La Destrucción Creativa es una fuerza disruptiva. No es bien recibida por la tradición, lo establecido, el status quo. Es necesariamente y por naturaleza antagónica, generando enemigos y resentimiento en su camino. Pero sin cambio no hay progreso, y hay que destruir lo viejo para abrirle paso a lo nuevo.

Muchas veces los innovadores, aquellos dispuestos a tomar el riesgo de mostrarle al mundo visiones que posiblemente aún no está listo para comprender, son mal vistos. La incomprensión genera temor, y del temor nacen los ataques. Ser un renovador, un verdadero iconoclasta, requiere de valentía, un cuero grueso y perseverancia.
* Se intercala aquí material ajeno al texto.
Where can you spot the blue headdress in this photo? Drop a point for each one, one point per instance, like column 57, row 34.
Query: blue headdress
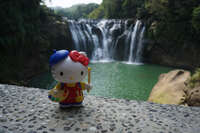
column 57, row 56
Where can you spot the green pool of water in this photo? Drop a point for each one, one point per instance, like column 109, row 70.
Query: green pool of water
column 115, row 79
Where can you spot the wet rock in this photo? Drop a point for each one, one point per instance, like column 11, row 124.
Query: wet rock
column 193, row 97
column 170, row 88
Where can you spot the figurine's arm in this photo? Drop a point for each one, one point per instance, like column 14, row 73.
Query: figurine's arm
column 57, row 94
column 85, row 86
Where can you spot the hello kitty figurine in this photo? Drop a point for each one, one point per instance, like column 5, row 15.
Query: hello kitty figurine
column 69, row 69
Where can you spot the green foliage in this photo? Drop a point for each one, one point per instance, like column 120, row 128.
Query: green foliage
column 173, row 21
column 25, row 39
column 194, row 81
column 119, row 9
column 76, row 11
column 196, row 18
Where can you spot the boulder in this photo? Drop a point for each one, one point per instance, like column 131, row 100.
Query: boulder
column 170, row 88
column 193, row 96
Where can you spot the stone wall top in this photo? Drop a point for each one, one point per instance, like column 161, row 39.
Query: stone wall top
column 28, row 110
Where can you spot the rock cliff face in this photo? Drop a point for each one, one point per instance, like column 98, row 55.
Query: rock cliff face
column 170, row 88
column 28, row 110
column 177, row 87
column 184, row 57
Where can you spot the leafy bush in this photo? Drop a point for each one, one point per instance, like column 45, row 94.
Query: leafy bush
column 196, row 18
column 194, row 81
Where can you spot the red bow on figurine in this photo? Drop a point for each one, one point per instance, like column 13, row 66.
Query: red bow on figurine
column 77, row 57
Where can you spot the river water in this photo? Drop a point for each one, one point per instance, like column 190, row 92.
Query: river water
column 115, row 79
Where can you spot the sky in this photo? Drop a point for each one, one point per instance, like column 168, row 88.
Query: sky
column 68, row 3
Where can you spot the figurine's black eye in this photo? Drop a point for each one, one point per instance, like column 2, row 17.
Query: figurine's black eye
column 61, row 73
column 82, row 72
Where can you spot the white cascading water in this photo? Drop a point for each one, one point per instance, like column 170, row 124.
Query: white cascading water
column 101, row 39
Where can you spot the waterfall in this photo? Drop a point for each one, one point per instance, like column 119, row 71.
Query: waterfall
column 107, row 40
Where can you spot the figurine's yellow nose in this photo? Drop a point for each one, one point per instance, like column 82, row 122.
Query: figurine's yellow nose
column 71, row 78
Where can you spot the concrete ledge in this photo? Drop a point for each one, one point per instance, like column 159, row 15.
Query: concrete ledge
column 28, row 110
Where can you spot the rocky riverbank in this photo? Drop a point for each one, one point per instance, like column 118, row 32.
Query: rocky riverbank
column 29, row 110
column 177, row 87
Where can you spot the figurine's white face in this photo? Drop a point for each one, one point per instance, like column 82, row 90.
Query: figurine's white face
column 68, row 71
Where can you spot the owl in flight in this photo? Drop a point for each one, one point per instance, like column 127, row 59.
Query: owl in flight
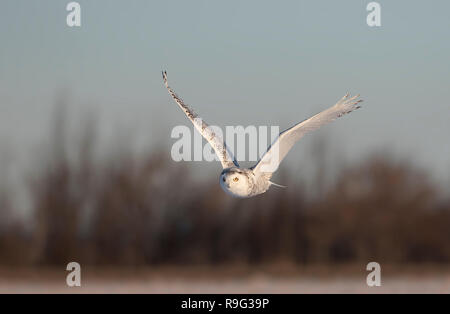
column 248, row 182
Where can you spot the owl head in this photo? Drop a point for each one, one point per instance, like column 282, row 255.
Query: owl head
column 236, row 182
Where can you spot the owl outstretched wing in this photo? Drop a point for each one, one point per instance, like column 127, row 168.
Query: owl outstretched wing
column 215, row 140
column 281, row 146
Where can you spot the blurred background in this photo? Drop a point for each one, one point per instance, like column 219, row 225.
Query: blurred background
column 86, row 173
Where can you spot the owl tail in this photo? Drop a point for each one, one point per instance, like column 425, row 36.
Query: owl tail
column 278, row 185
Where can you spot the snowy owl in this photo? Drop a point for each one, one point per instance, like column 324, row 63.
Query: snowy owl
column 248, row 182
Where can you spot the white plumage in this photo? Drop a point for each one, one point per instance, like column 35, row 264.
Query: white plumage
column 241, row 182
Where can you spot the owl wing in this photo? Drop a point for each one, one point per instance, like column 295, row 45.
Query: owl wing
column 215, row 140
column 281, row 146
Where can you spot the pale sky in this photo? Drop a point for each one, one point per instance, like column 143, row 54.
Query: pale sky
column 237, row 63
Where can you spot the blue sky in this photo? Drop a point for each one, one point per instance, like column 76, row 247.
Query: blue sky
column 236, row 62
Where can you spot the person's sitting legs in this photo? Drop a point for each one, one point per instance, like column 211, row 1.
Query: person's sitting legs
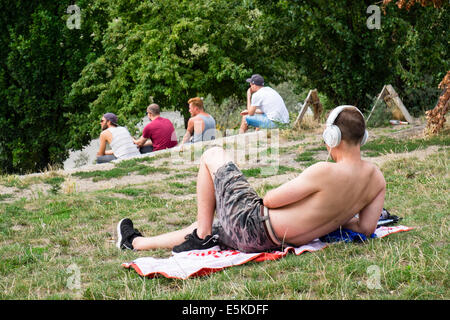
column 146, row 149
column 211, row 160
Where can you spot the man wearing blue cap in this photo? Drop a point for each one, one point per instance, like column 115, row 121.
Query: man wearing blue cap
column 265, row 107
column 120, row 140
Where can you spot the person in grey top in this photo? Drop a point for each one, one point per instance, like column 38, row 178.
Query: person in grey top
column 201, row 125
column 119, row 139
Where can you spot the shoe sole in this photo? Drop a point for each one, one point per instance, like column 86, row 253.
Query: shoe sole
column 215, row 248
column 119, row 234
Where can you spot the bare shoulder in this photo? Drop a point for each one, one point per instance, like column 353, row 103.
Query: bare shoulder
column 106, row 135
column 319, row 169
column 377, row 175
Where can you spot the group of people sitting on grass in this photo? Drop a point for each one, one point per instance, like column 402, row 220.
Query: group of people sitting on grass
column 348, row 192
column 265, row 109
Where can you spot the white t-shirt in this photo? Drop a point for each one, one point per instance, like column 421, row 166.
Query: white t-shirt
column 122, row 143
column 271, row 103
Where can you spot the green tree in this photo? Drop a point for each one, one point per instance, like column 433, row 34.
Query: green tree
column 332, row 49
column 168, row 51
column 40, row 59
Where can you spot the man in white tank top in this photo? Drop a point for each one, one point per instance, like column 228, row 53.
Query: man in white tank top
column 119, row 139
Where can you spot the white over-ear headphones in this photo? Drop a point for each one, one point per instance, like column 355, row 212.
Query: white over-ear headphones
column 332, row 133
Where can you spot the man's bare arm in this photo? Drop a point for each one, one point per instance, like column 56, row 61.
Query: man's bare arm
column 307, row 183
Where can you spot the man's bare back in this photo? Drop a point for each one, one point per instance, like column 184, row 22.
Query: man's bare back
column 324, row 197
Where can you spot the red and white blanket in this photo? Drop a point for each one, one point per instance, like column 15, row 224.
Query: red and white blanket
column 196, row 263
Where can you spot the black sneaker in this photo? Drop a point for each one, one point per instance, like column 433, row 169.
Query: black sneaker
column 193, row 242
column 386, row 219
column 126, row 234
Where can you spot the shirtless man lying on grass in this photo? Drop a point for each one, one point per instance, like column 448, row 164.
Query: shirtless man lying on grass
column 322, row 198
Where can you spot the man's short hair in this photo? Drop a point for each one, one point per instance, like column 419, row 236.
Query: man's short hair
column 198, row 102
column 154, row 109
column 352, row 125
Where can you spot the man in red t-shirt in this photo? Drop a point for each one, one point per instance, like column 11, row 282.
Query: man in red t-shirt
column 159, row 131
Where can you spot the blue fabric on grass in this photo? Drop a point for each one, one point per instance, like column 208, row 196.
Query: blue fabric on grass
column 345, row 235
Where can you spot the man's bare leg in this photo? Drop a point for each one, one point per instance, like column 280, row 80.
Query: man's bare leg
column 211, row 160
column 164, row 241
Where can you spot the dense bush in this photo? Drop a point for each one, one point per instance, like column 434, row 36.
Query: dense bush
column 56, row 82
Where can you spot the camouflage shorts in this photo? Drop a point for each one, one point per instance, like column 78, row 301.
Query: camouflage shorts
column 238, row 209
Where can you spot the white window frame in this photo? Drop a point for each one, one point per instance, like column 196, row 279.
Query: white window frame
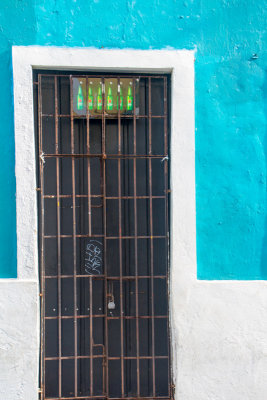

Decía Mahatma Gandhi: Primero te ignoran, después se ríen de ti, luego te atacan, entonces ganas.

Fuerza a aquellos que por años han sido voz de cambio. Voz de sensatez, de transparencia, de honestidad intelectual. Voz de principios claros, de ideas poderosas, de verdaderas reformas. Que han sido voz en contra de los abusos, del pragmatismo político y la fría matemática electoral. Fuerza a aquellos dispuestos a alzar su voz, contra la corriente, en reclamo a los poderes establecidos y la vieja forma de hacer las cosas.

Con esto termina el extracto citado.